I hadn't known him for long, but just looking at the picture makes me remember how Lord Laro spoke of Count Ossie, a 1960s reggae genius. I refuse to write Maestro because that word has something to it lately that is not flattering, especially when preceded with jazz (if you are Kenyan or in Kenya you get my drift).
But, the long and short of it, is that I'd say of George what Lord Laro said of Count Ossie.
Sample this: "Count Ossie was a true rasta man, with love and devotion for everyone, though he is gone, his music still lingers on, Count Ossie liveth in every bit of the younger blood."
Now replace every "Count Ossie" with "George" and you will know what I am talking about.
Buzzle.com got kind with me and gave me two great quotes which I wish to share with you and all those who feel aggrieved like me.

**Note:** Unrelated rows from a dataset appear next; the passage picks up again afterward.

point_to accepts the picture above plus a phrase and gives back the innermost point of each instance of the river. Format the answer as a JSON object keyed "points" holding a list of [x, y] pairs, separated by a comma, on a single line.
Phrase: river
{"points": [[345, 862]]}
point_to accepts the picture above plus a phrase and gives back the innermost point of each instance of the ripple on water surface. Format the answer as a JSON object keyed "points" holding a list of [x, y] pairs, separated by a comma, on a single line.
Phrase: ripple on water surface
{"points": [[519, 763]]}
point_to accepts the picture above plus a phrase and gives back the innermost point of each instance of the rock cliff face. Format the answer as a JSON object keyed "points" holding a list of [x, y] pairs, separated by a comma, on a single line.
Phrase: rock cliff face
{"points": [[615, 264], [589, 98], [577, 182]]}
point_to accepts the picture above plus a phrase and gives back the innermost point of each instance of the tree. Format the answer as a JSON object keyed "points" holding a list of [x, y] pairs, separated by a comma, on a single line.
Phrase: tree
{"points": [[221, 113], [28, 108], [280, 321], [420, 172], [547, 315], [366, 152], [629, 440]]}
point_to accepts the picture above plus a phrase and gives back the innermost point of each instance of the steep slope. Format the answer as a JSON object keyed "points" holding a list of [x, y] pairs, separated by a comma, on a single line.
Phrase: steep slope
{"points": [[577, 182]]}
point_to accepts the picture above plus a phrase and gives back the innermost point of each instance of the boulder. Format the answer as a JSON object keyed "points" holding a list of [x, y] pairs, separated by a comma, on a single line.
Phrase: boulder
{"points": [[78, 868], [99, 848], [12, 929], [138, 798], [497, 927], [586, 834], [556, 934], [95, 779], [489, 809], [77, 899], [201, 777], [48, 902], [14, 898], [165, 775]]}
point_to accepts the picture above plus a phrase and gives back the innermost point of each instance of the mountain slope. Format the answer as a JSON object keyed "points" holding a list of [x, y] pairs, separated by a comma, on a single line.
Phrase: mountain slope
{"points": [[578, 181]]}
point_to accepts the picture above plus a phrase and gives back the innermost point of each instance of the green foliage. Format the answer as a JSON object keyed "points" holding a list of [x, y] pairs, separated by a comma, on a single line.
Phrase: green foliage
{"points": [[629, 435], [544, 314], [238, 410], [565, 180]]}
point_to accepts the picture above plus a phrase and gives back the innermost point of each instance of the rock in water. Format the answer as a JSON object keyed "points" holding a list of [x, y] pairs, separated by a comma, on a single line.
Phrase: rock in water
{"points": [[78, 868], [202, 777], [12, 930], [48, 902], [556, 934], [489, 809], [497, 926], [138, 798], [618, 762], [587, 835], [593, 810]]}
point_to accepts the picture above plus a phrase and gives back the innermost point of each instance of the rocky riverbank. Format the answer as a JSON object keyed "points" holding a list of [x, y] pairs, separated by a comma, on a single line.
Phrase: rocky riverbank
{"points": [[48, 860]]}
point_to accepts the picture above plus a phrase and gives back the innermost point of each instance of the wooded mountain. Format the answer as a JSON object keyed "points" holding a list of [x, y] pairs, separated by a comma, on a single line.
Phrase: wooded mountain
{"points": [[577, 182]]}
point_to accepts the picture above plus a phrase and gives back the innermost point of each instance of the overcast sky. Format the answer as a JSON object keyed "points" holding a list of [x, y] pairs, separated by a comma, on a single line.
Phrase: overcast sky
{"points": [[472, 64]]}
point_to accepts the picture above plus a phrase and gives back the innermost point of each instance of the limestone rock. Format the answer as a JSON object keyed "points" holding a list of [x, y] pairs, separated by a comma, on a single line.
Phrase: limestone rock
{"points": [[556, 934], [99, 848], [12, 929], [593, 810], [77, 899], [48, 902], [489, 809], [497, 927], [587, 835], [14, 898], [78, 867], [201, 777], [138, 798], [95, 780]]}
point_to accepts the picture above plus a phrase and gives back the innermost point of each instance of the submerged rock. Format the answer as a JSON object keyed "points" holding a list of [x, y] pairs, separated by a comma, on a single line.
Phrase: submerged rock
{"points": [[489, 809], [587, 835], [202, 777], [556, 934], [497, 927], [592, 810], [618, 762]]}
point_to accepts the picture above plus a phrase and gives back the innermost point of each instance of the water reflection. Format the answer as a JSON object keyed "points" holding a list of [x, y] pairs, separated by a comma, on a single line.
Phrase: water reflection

"God saw you getting tired and a cure was not to be. So He put His arms around you and whispered "come to me." With tearful eyes we watched you, and saw you pass away. Although we loved you dearly, we could not make you stay. A golden heart stopped beating, hardworking hands at rest. God broke our hearts to prove to us, He only takes the best!" I'd say that of George.
Then there is this one:
"What moves through us is a silence, a quiet sadness, a longing for one more day, one more word, one more touch, we may not understand why you left this earth so soon, or why you left before we were ready to say good-bye, but little by little, we begin to remember not just that you died, but that you lived. And that your life gave us memories too beautiful to forget."
I have began feeling better, but as I look at George's picture, I just find it hard, but then wherever he is, he can hear this words, which in our human meanness, and my knack for cynicism, I could not say to him. That was sad! But somehow, I hope, his spirit is around to hear this!